The move is supported by an interactive media venture also involving the two partners and computer software giant Microsoft Corp.

The NBC/Dow Jones deal will result in a new global TV network branded "CNBC: A Service of NBC and Dow Jones," scheduled to launch January 12, 1998.

The new service's structure comprises three parts: the merger of NBC's CNBC Europe and Dow Jones' European Business News (EBN), pending the European Commission's approval; the merger of NBC's CNBC Asia and Dow Jones' Asia Business News (ABN), and the amalgamation of CNBC and Dow Jones' resources in the US.

"All four channels (ABN, EBN, CNBC Asia and Europe) were young news services losing money. This is to rectify that," admits Allan Horlick, currently president and managing director of the NBC Europe operation, which overseas both the entertainment channel NBC Europe and business news channel CNBC Europe. He says one reason for retaining the CNBC brand name is because the channel is very profitable in the U.S. "CNBC is recognized as a strong brand."

In essence, Dow Jones has relinquished its role as a satellite TV operator to NBC, but retains its role as a content provider by giving NBC worldwide rights to all Dow Jones material and resources.

In Europe, program production of the newly formed CNBC will continue at EBN's current offices located near London's financial district, while marketing, distribution and ad sales is handled in NBC's West London headquarters.

Mr. Horlick has been appointed president of the new NBC/Dow Jones joint operation. Michael Connor, EBN's managing director, has resigned, while ABN's CEO Paul France stays on as president of the joint venture in Asia.

When the new CNBC begins transmission, it plans to retain EBN and CNBC Europe's combined distribution network, creating a service available for 24 hours a day in 15 million homes, and on air part-time in another 50 million households.
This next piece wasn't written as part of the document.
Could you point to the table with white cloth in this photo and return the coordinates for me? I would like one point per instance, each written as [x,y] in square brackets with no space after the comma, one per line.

The Asian operation of the newly formed CNBC will replace the existing CNBC Asia and Dow Jones' ABN. The merged operation is expected to be in almost 9 million homes full time, and for part of the day in another 30 million households.

Advertising sales has been restructured with New York-based Steve Harley, currently ad sales director at Dow Jones International Marketing Services, to be installed as head of CNBC International Sales. He'll work with the sales team for the merged CNBC in Asia, Europe and New York, offering clients a potential global package.

This includes a multimedia offering that includes Dow Jones' international print brands, such The Wall Street Journal in the U.S., Europe and Asia, and the Internet site of MSNBC, originally an NBC/Microsoft joint venture.

Dow Jones is also now a minority shareholder in MSNBC and MSNBC Business Video, another Internet service offering live and archived video and audio material to mostly business subscribers.

The main casualty in Europe is the 56-member production staff of Financial Times Television, a unit of media group Pearson, which provided CNBC's programming and whose contract will be terminated in January.

Most of EBN's existing producers are expected to be retained to provide content on the new CNBC. Additionally, CNBC will have access to Dow Jones' 2,000-plus international correspondents via video links.